The Baton Rouge Advocate carried a story that stumbled upon a common practice of both voucher and charter schools called creaming. This story is about a child who received a voucher to attend a religious school in Ascension Parish. Upon attempting to enroll her child in the school, the parent found out that the school required an entrance interview and the taking of an enrollment test. Following the testing, the parent was notified by the school that her child would be required to repeat the 4th grade in order to be accepted by the school. The student had passed the 4th grade LEAP which normally is the main criteria for promotion to the 5th grade, yet the voucher school would not honor the previous placement of the student. As a result the parent will probably choose not to enroll her child in the voucher school.
These practices (the entrance interview and grade repeat requirements) allow a school to skim only the most "acceptable" students without officially refusing entry to some students they don't want. Many charter schools "manage" their enrollment in this manner to insure high performance ratings. Real public schools must accept all students no matter what it does to their performance scores.

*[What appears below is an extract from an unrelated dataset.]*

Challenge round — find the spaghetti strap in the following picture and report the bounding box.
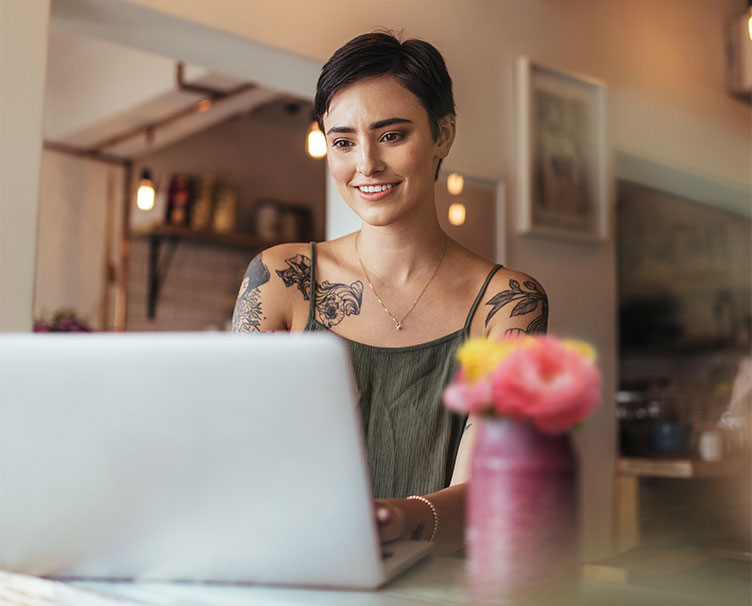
[463,264,503,335]
[307,242,317,322]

Another story in the same issue explains how Crestworth Middle school will now be taken over by the state from its charter manager partly because of fire code violations. But it also turns out that the charter board has not been paying its bills and is probably in financial trouble. So even though the media has buried the real story, all but one of the charter takeover schools in the Baton Rouge area have now been taken back from their charter operators. And the one still in the hands of its charter operator is a Turkish operated school still under investigation for possible violations of policy and/or law. Instead of reporting on the complete disaster of the Baton Rouge takeovers, The Advocate a couple of months ago announced that the State Department had created a new "achievement zone" to take over failing Baton Rouge schools. That article forgot to mention that all but one of the schools being taken over were really failed Recovery District schools.
You couldn't make this stuff up! The voucher and charter schools are a huge waste of our taxpayer dollars, yet the new media in Baton Rouge continues to assist the State Department of Education in trying to dupe the public. This one story by reporter Charles Lussier is the first one by the Advocate that begins to tell the public truth about how deceptive the Recovery District has been in dealing with the charter school disasters.
Take a look at the latest posts by Diane Ravitch just today that demonstrate how dangerous these vouchers and charters can be to our public school systems and how they shortchange our students. To add insult to injury, Louisiana is becoming a laughing stock across the country for Jindal's reform fiascoes.